Run Terracotta Jobs Across the Cluster

4/28/2009

In my I ntroduction to Terracotta , I alluded to the possibility of running jobs across the cluster but I didn't really explain how. My first attempts involved using the tim-messaging package, but there wasn't much there geared towards running the same job across all nodes. It mainly addresses dividing jobs across many workers (local or remote).

There are a few cases where the same job on all nodes is useful. The first time I ran into it was trying to pull some custom statistics from each node. Each node kept a moving average of requests per second for a specific user action I wanted to track. The other use case was notifying long poll HTTP clients. Server push could be initiated from one node but the client may be listening on another. Since Socket instances aren't shareable, I needed a simple way to server push on all nodes.

I cast around until I found the old tclib forge project that predated many of the current TIMs. I modified the below class starting from that code.

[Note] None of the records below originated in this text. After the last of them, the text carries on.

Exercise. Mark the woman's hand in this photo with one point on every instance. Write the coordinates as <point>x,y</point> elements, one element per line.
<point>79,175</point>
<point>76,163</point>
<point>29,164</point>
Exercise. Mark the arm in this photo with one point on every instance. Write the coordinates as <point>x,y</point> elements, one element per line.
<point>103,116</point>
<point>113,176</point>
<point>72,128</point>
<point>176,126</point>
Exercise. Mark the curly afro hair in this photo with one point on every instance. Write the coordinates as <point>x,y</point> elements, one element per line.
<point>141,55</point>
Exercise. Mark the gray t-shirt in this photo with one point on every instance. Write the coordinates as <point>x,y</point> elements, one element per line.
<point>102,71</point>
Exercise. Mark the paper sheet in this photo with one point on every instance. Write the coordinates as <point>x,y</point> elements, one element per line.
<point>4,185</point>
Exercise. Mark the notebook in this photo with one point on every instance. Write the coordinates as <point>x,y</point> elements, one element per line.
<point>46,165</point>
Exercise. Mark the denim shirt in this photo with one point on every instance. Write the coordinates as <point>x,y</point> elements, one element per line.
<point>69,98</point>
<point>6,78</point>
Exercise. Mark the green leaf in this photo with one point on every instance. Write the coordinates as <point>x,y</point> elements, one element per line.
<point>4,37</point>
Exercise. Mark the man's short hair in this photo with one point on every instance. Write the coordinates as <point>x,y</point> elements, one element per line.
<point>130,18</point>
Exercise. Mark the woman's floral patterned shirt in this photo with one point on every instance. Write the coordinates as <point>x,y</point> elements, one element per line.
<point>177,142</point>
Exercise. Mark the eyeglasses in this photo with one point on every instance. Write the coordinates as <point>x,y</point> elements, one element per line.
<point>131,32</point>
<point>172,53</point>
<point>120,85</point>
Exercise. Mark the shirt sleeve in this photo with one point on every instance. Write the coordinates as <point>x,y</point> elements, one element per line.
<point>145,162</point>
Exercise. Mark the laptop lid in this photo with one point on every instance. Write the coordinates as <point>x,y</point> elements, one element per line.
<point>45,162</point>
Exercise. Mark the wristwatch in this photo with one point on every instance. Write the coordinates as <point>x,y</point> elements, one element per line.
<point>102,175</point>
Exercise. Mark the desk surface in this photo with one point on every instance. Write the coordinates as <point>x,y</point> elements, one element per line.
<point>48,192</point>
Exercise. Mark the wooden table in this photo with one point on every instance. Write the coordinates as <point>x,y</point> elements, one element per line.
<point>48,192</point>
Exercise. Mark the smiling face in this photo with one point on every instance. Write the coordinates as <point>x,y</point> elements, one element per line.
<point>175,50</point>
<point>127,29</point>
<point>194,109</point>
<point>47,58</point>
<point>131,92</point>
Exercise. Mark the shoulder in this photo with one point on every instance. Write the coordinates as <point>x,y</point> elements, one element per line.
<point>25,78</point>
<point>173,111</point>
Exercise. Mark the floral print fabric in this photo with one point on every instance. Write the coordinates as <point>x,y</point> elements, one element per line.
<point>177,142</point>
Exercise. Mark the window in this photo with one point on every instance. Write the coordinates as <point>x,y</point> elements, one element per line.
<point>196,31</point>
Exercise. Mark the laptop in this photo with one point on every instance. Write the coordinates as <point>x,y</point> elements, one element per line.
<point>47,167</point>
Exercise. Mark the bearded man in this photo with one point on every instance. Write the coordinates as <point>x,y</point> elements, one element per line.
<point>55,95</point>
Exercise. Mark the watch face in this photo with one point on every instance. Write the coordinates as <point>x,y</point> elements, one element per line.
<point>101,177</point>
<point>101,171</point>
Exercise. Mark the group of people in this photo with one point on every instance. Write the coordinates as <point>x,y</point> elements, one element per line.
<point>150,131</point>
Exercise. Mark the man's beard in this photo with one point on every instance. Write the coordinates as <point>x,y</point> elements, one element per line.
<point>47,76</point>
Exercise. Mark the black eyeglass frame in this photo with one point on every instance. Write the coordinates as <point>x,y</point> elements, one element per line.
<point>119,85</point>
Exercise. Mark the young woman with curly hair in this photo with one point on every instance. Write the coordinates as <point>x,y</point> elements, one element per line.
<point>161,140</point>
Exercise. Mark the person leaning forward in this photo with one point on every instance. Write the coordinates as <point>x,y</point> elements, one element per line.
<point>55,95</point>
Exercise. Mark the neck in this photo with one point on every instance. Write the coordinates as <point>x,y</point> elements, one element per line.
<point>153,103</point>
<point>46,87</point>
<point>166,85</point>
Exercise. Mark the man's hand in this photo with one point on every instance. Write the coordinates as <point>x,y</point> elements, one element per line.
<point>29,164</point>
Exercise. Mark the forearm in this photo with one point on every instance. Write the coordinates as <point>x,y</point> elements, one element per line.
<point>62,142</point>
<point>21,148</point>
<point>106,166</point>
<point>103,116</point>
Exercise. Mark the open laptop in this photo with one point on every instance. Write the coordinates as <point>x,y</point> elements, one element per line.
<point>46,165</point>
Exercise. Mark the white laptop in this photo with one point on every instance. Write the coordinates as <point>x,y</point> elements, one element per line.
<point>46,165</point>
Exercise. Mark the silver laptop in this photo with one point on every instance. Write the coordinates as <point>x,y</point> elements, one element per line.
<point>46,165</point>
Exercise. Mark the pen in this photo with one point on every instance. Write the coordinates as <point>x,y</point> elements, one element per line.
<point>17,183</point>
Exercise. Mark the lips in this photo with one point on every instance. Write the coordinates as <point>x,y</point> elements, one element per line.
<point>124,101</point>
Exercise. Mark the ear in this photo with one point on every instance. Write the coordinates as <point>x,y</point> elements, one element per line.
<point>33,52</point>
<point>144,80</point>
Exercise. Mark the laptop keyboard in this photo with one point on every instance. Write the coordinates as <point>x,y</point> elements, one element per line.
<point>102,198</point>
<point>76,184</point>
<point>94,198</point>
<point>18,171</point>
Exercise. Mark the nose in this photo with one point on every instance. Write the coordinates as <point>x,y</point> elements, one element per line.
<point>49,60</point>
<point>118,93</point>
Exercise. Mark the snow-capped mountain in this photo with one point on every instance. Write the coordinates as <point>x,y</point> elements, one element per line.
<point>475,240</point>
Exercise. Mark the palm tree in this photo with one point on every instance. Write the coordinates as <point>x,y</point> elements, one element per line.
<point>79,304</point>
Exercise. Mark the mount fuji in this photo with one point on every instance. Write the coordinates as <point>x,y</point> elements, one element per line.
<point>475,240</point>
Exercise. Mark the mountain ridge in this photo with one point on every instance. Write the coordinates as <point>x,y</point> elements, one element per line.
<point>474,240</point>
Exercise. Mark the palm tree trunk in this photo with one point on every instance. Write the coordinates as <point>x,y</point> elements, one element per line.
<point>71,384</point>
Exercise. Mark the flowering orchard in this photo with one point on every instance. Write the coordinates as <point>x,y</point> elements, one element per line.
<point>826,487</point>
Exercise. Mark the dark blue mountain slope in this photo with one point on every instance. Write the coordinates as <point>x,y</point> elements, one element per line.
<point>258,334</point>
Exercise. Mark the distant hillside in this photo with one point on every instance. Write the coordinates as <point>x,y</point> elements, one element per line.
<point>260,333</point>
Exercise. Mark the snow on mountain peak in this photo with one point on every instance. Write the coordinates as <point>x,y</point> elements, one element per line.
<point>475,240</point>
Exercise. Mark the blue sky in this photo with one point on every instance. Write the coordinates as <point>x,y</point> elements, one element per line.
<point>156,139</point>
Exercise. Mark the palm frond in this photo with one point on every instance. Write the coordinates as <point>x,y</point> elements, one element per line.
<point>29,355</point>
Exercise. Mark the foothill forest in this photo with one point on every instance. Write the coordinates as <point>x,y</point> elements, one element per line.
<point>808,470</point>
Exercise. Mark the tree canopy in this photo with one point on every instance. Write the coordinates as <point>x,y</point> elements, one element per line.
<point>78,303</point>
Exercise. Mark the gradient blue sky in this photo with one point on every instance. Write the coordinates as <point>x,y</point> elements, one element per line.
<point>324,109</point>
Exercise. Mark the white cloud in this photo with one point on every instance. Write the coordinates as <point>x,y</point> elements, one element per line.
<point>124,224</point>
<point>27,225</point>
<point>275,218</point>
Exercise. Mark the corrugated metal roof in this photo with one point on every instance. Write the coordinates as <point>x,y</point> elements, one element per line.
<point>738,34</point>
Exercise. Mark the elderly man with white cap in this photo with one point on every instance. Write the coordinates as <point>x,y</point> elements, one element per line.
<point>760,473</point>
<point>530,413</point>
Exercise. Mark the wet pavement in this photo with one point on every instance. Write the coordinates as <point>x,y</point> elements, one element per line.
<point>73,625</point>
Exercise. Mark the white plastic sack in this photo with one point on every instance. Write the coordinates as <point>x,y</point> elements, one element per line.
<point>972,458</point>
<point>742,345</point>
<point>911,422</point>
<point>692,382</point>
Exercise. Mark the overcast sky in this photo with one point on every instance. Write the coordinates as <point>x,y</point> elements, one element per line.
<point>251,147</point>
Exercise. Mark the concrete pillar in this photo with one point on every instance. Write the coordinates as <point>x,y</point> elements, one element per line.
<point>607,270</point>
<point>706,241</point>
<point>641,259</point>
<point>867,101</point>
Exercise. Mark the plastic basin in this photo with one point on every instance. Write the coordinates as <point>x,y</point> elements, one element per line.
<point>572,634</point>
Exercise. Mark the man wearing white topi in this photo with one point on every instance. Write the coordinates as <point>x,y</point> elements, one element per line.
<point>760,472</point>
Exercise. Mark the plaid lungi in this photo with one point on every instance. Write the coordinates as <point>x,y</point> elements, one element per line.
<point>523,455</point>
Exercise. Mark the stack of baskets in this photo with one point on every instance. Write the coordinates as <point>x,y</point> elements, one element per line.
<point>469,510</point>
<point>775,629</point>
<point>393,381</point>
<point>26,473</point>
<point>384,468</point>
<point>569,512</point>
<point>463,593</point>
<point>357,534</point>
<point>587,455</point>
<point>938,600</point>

To solve the problem of knowing what nodes are in the cluster, I simply have them register() themselves at startup. A ServletContextListener works great for that. That solves the problem of submitting jobs before the node is ready.

Of course, then you have to worry about nodes that may suddenly disappear. One can't count on them unregistering themselves since they might crash or something. To fix that I have each node hold a lock the entire time they're running. One of the necessities that Terracotta must have had to address early on is cleaning up cluster-wide locks when a client exists. To test if a node is still around, all the caller has to do is attempt to acquire the lock. If it's successful, then that node somehow exited it's run loop.

In practice this works pretty well. It's much simpler than the JMX solution, although it doesn't bother trying to resubmit jobs or some of the other neat features of tim-messaging. The tryLock() below was plenty fast enough for my purposes. Of course, it's easy to envision adding a thread to clean up the queues instead of forcing the caller to wait for the tests. Really, that would depend on the size of your cluster.

Depending on it's use, you might tweak the thread pool used for this. This code also depends on the tim-annotations project but you can easily configure tc-config.xml.